It's a DNS-like system, though much slower than DNS due to propagation delays. It points to the latest version (hash) of a document, much like a git branch.
Being slow is kinda a deal breaker for a status page, isn’t it? The whole point is to notify your customers of an issue, and you need to do that fast. Most issues are only going to last a few minutes anyway, so any delay in update makes the whole thing pretty moot.
There's a PubSub implementation for IPFS that can provide support for dynamic content in this case. I'm pretty sure there is another way to provide fast updates through some indirection mechanism though.
The slowness of IPNS is something we're actively working on. Currently we have fixed so resolutions are faster after the first lookup, by using the libp2p feature pubsub. It being faster/slower than DNS depends on your case, but if you're close to the next node, it'll probably be faster. If you're offline, DNS won't work at all :) We also have more fixes for IPNS in general that will come soon.
Now if my service is screwed up enough that I can't host my own status page or easily find another service to host my status page - like all of Amazon's infrastructure or the entire east coast fiber network or something like that is down - I can see where IPNS would be useful for hosting. But since standard DNS is already distributed, why can't I continue using that to do name resolution? Why does IPFS need its own reimplementation of DNS?
(I ask this as someone very unfamiliar with IPFS, so please forgive if this is a stupid question.)
I've been trying to get into IPFS recently.
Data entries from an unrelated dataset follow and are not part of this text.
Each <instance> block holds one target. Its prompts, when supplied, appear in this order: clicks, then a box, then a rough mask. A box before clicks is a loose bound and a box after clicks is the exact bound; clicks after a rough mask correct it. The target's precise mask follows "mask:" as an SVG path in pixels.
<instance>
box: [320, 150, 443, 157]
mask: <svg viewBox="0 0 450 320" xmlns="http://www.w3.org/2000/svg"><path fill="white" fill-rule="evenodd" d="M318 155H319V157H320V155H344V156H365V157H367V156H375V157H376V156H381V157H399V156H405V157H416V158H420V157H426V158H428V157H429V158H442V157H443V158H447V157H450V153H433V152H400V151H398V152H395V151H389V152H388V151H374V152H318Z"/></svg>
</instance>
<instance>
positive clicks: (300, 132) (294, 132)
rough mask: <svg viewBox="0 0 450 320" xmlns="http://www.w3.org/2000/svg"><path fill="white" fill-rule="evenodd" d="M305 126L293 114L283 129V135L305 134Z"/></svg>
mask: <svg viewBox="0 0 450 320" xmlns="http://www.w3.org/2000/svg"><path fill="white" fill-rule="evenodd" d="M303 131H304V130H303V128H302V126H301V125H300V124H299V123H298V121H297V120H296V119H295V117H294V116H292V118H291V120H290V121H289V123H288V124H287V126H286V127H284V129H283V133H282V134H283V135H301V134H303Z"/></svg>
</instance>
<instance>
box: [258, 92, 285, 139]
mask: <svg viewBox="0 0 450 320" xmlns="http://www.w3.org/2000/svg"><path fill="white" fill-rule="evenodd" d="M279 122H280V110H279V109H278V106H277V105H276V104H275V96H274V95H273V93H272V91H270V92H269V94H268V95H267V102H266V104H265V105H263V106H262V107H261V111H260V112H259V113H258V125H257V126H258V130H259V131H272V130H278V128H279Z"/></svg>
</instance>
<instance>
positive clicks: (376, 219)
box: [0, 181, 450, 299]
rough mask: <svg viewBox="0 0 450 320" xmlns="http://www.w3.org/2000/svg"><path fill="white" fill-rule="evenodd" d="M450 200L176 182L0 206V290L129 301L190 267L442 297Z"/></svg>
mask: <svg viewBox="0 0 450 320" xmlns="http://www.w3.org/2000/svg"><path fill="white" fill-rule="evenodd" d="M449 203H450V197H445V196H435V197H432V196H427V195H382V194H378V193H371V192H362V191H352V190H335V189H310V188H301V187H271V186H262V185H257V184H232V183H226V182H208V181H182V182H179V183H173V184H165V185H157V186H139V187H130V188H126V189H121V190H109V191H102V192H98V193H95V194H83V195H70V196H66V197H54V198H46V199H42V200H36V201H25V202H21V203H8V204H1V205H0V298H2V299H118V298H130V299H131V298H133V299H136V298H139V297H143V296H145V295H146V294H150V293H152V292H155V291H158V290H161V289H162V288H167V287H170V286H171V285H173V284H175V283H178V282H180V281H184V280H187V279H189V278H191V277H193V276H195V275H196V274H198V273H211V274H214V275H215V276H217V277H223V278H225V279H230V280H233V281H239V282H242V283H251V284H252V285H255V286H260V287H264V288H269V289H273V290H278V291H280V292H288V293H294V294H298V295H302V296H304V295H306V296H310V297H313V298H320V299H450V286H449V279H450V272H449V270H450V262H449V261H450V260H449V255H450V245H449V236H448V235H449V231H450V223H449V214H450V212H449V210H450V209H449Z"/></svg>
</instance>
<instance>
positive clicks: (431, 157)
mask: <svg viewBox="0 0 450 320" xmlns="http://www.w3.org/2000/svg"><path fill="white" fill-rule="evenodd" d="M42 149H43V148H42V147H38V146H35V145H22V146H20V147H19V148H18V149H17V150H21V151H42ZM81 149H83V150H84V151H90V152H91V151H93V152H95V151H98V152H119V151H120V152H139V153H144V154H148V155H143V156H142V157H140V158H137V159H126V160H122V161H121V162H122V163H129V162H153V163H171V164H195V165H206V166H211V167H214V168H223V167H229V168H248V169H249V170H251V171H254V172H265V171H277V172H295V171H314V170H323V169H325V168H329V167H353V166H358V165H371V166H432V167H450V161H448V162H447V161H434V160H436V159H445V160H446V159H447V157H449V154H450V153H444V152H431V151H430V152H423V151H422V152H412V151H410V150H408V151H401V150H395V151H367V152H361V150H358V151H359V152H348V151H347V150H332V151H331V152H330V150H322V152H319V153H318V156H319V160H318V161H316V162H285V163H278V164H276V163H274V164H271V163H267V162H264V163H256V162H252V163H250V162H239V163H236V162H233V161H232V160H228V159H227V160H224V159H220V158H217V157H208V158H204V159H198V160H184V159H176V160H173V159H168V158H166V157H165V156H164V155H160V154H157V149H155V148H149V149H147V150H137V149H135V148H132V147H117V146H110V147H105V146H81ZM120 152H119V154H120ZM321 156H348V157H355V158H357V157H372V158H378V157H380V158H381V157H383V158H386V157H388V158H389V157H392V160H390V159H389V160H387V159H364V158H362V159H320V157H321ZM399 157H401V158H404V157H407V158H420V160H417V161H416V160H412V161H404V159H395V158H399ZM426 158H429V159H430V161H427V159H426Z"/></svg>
One thing I can't wrap my head around is that IPNS only seems to persist for about 12 hours and then stops working.
It seems to defeat the purpose of a truely distributed name system, as my computer that needs to keep republishing the name becomes a critical part of the system?
Am I missing something or are there plans to resolve this in the future?
It's a DNS-like system, though much slower than DNS due to propagation delays. It points to the latest version (hash) of a document, much like a git branch.